The controversial North American Free Trade Agreement isn't a marketing marvel but will help the continent's overall economy, a political science professor says.
"I don't think it's going to be a bonanza," said Phillip Kelly, Emporia State University professor and president of the Midwest Association of Latin American Studies.
However, he said, NAFTA should eliminate trade barriers and serve as an important building block in the economic development of Mexico, Canada and the United States.
"I favor free trade. I'm skeptical of tariffs," he said.
Kelly spoke Wednesday during a University Forum lecture at Ecumenical Christian Ministries, 1204 Oread. His academic specialty is Mexico.
NAFTA is far from reality. It's being challenged in many quarters. President Clinton supports the pact, but more than 200 House members oppose it.
Polls show less than 50 percent of Mexicans support NAFTA, and Canadian Prime Minister-elect Jean Chretien wants to re-open negotiations.
In the United States, Kelly said the agreement would add 170,000 jobs and permit expansion of high-tech trade.
Some sectors of the U.S. economy will be hurt by the agreement, particularly people in low-skill jobs. Retraining those workers should be a government priority, Kelly said.
Kelly said NAFTA will cause economic upheaval in some areas of Mexico, because inefficient businesses won't be able to compete with U.S. and Canadian manufacturers.

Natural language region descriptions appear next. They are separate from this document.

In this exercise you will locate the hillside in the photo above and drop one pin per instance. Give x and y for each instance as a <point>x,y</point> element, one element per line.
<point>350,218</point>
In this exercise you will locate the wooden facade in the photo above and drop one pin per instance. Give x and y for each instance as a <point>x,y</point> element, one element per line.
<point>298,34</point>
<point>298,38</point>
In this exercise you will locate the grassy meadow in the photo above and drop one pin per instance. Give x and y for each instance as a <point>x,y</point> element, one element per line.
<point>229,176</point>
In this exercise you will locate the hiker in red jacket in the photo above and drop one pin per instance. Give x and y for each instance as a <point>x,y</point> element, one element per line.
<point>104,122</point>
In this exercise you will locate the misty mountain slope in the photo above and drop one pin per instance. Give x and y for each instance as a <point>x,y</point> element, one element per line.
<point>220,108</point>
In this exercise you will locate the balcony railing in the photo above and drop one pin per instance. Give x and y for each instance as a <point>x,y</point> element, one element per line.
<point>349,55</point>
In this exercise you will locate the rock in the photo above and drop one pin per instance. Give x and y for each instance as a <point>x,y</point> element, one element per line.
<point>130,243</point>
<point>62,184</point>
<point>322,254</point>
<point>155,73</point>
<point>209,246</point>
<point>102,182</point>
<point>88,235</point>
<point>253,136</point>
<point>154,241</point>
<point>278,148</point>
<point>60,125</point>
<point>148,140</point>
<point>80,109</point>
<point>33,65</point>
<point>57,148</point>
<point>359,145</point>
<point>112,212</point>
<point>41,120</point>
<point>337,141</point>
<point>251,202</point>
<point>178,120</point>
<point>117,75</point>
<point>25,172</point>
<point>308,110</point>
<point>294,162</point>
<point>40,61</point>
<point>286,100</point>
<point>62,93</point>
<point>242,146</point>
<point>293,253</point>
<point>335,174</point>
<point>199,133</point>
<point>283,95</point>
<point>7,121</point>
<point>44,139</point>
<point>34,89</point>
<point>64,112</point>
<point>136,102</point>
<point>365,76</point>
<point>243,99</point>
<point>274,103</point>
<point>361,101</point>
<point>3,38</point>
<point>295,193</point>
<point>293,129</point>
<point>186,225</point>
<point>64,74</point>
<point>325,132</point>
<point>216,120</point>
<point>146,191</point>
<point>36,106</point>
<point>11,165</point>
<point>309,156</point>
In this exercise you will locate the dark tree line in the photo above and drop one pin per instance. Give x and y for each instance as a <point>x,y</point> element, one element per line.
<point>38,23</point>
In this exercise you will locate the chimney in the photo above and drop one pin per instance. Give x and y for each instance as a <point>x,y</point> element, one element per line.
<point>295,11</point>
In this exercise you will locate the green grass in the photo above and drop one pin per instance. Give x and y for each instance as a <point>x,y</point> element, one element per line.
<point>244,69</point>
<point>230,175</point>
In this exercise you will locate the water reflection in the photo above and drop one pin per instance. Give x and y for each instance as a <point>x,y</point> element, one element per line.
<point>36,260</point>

American companies should think twice about shifting operations to Mexico, which lacks reliable transportation, utilities, clean water and educational institutions. The Mexican government is also viewed as corrupt, he said.
NAFTA lacks provisions to force the Mexican government to accept monitoring of industry to promote compliance with labor and environmental laws.
"Undoubtedly, there will be places where they will not be enforced," Kelly said.
He said he was troubled business interests had such a powerful voice in drafting NAFTA, while ordinary citizens were generally left out of the process.